Фульвия была тогда очень мила; или, может быть, мила – не самое подходящее слово. Она была привлекательна и красива той вызывающей красотой, которая присуща многим девушкам римской буржуазии ее возраста. У нее были черные блестящие волосы, тщательно уложенные, и большой бюст, который она не пыталась скрыть. Если кто-то шепотом говорил ей комплимент, когда мы гуляли вместе, она отвечала громко и остроумно. Она не замечала моей застенчивости, моего смущенного румянца. Она вела регулярную переписку с парнем, который жил в доме напротив, и общалась с ним через окно с помощью языка жестов. С другим, своим одноклассником, она ходила гулять за город, прогуливая уроки. Впрочем, ей не приходилось лгать, потому что по большей части она была свободна: Лидия часто проводила целые дни с капитаном.

Впрочем, пользовалась она этой свободой скупо. Когда мать уходила, она садилась перед туалетным столиком и развлекалась, крася губы и глаза, укладывая волосы в разные прически, зачесывая их на затылок или собирая в пучок, повторяя картинки из журналов о кино, которые читала запоем. Дома она одевалась очень небрежно, как почти все девушки в нашем доме; носила потрепанные хлопковые платьица, выцветшие от многочисленных стирок и ставшие короткими и узкими, порванные под мышками; на ногах – старые туфли, которые она использовала как тапочки; летом она вообще разгуливала почти голая в коротком цветастом халатике, туго перевязанном на талии поясом. Оставаясь одна, она натирала лицо оливковым маслом, клала на него ломтики картофеля и лимона, хотя у нее и так была очень свежая кожа. Эта кожа являлась, пожалуй, самой красивой ее чертой: нежная, прозрачная, бархатистая. Когда мы оставались одни, мне хотелось спросить ее: «Можно потрогать?», но я не решалась.

Я же становилась все более молчаливой и замкнутой.
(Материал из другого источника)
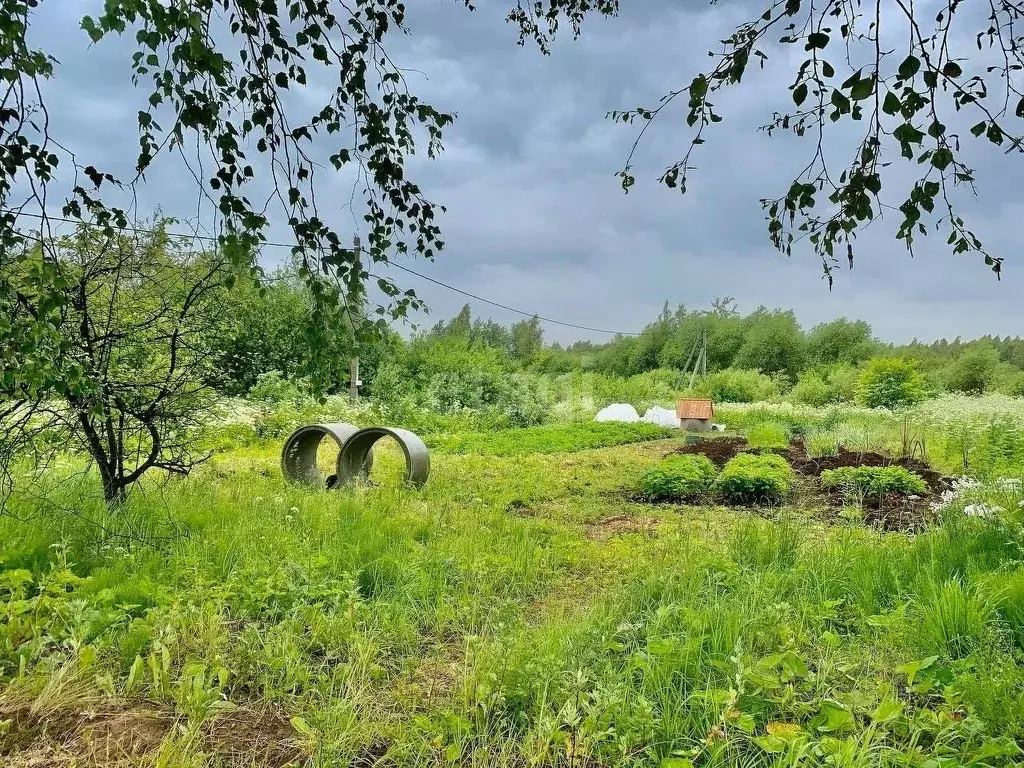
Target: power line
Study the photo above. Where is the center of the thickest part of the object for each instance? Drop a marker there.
(389, 263)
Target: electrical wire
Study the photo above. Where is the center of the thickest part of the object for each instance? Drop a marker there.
(473, 296)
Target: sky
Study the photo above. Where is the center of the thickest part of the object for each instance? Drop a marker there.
(536, 216)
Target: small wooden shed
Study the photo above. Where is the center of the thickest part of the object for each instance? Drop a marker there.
(695, 414)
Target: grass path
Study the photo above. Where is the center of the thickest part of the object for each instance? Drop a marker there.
(519, 610)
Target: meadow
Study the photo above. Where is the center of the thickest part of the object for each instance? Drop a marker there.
(526, 607)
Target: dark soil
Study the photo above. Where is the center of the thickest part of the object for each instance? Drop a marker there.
(894, 513)
(814, 467)
(619, 524)
(719, 450)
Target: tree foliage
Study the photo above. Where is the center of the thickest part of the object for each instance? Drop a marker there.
(913, 85)
(891, 382)
(128, 352)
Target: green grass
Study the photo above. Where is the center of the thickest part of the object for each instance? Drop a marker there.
(555, 438)
(519, 610)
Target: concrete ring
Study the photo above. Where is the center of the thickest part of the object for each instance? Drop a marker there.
(352, 459)
(298, 458)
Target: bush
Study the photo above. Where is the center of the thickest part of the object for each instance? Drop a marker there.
(892, 383)
(737, 385)
(678, 477)
(768, 435)
(811, 389)
(753, 477)
(873, 480)
(273, 388)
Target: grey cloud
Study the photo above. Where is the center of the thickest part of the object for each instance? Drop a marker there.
(536, 216)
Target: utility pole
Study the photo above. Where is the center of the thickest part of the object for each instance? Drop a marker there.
(354, 306)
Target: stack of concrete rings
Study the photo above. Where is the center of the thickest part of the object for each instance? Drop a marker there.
(355, 457)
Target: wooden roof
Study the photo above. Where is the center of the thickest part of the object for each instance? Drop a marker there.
(694, 409)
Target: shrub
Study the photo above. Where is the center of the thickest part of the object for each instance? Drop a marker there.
(811, 389)
(679, 477)
(273, 388)
(768, 435)
(891, 382)
(873, 480)
(737, 385)
(752, 477)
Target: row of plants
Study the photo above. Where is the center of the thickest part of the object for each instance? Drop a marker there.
(748, 478)
(766, 478)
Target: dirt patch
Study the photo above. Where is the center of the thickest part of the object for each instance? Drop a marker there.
(892, 513)
(620, 524)
(520, 508)
(263, 737)
(128, 735)
(719, 450)
(845, 458)
(372, 755)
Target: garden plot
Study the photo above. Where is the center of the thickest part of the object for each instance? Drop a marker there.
(894, 493)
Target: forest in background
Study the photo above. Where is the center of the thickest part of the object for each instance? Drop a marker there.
(469, 363)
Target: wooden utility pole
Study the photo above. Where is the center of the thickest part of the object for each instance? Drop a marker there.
(355, 314)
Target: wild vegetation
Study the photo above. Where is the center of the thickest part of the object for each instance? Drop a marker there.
(562, 592)
(169, 601)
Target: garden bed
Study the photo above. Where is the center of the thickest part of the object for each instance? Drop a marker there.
(890, 513)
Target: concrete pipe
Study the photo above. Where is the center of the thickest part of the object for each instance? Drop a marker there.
(351, 460)
(298, 458)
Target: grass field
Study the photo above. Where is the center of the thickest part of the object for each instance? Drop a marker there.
(522, 609)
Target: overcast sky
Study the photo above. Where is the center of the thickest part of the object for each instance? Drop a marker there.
(536, 217)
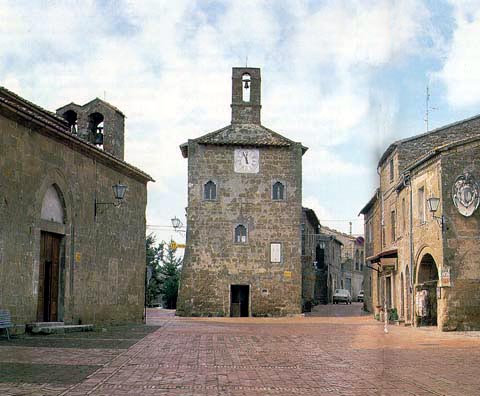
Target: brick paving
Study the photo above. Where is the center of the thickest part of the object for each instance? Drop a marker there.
(332, 351)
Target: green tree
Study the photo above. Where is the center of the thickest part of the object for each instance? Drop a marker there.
(152, 284)
(169, 276)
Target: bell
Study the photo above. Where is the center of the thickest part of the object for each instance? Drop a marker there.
(99, 139)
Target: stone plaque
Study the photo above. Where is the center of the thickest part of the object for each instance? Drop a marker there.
(445, 276)
(465, 194)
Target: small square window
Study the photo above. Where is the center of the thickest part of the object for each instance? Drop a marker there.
(240, 234)
(210, 191)
(276, 252)
(278, 191)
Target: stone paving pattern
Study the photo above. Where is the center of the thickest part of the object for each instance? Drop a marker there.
(333, 351)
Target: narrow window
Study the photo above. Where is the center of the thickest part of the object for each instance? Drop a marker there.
(246, 87)
(421, 204)
(210, 191)
(393, 223)
(240, 234)
(370, 231)
(303, 239)
(278, 192)
(384, 242)
(276, 252)
(96, 129)
(71, 118)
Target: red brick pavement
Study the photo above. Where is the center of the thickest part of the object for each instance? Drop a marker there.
(331, 352)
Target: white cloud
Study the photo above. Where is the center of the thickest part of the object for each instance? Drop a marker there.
(324, 162)
(460, 72)
(329, 219)
(167, 66)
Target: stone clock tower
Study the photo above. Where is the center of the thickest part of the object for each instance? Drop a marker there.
(243, 254)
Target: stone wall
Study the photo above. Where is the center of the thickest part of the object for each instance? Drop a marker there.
(462, 243)
(213, 261)
(102, 257)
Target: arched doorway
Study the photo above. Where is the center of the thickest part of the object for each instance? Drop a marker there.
(402, 297)
(408, 295)
(52, 251)
(426, 292)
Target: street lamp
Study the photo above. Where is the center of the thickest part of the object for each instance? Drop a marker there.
(119, 191)
(433, 203)
(177, 224)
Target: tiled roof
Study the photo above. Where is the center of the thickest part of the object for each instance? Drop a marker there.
(30, 111)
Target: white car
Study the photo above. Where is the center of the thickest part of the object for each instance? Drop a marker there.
(342, 295)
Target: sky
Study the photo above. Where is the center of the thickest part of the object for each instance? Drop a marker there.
(345, 78)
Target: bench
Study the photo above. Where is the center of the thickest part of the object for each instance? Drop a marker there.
(5, 321)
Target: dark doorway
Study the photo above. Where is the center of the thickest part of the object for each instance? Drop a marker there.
(239, 300)
(426, 292)
(388, 291)
(48, 278)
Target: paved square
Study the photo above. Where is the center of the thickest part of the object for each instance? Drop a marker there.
(332, 352)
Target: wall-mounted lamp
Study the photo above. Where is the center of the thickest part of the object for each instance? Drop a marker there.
(119, 191)
(177, 224)
(433, 203)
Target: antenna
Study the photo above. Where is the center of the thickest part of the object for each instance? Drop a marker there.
(428, 108)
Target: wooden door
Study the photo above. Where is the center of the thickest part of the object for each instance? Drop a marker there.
(48, 278)
(239, 300)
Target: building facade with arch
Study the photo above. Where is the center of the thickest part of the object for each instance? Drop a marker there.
(67, 254)
(422, 230)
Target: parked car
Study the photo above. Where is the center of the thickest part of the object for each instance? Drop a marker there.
(342, 295)
(360, 296)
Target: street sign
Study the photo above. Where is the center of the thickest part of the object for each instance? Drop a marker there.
(174, 245)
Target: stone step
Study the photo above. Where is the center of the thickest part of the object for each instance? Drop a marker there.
(45, 324)
(60, 329)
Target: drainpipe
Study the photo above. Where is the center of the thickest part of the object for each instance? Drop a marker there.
(408, 182)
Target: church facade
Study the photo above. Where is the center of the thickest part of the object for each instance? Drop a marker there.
(67, 254)
(243, 242)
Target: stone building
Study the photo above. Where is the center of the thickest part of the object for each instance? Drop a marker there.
(329, 264)
(310, 249)
(425, 263)
(66, 254)
(243, 241)
(351, 260)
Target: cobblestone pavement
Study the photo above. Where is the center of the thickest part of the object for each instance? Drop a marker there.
(332, 351)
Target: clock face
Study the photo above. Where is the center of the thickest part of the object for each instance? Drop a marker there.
(246, 160)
Если бы не Фульвия, я бы целые дни проводила в одиночестве. Я чувствовала, что взросление меняет меня, и это вызывало у меня одновременно восторг и страх. То, что произошло с Маджини, конечно, не добавило мне популярности в школе. Ответы на вопросы учителей часто были единственными словами, которые я произносила за весь день. Одноклассники не проявляли ко мне никакого интереса. «Она высокомерная и неприятная», – услышала я однажды; в другой раз я слышала, как они говорили: «Она некрасивая».

Часто даже Фульвия игнорировала меня целыми днями. Потом вдруг звала меня со двора: «Иди сюда», – приказывала она. По первому зову я закрывала книгу и бежала к ней, перепрыгивая через две ступеньки.

Я находила дверь приоткрытой; в пустом, тихом доме Фульвия занималась каким-нибудь личным делом, которое не прерывала из-за моего прихода. В поздние летние вечера мы подолгу сидели и разговаривали на террасе. Она возвышалась над городом, и казалось, что наш большой дом возносит нас ввысь, к триумфу. Сверху были видны только пустые террасы, красные крыши домов и колокольня, в которой находили себе приют ласточки.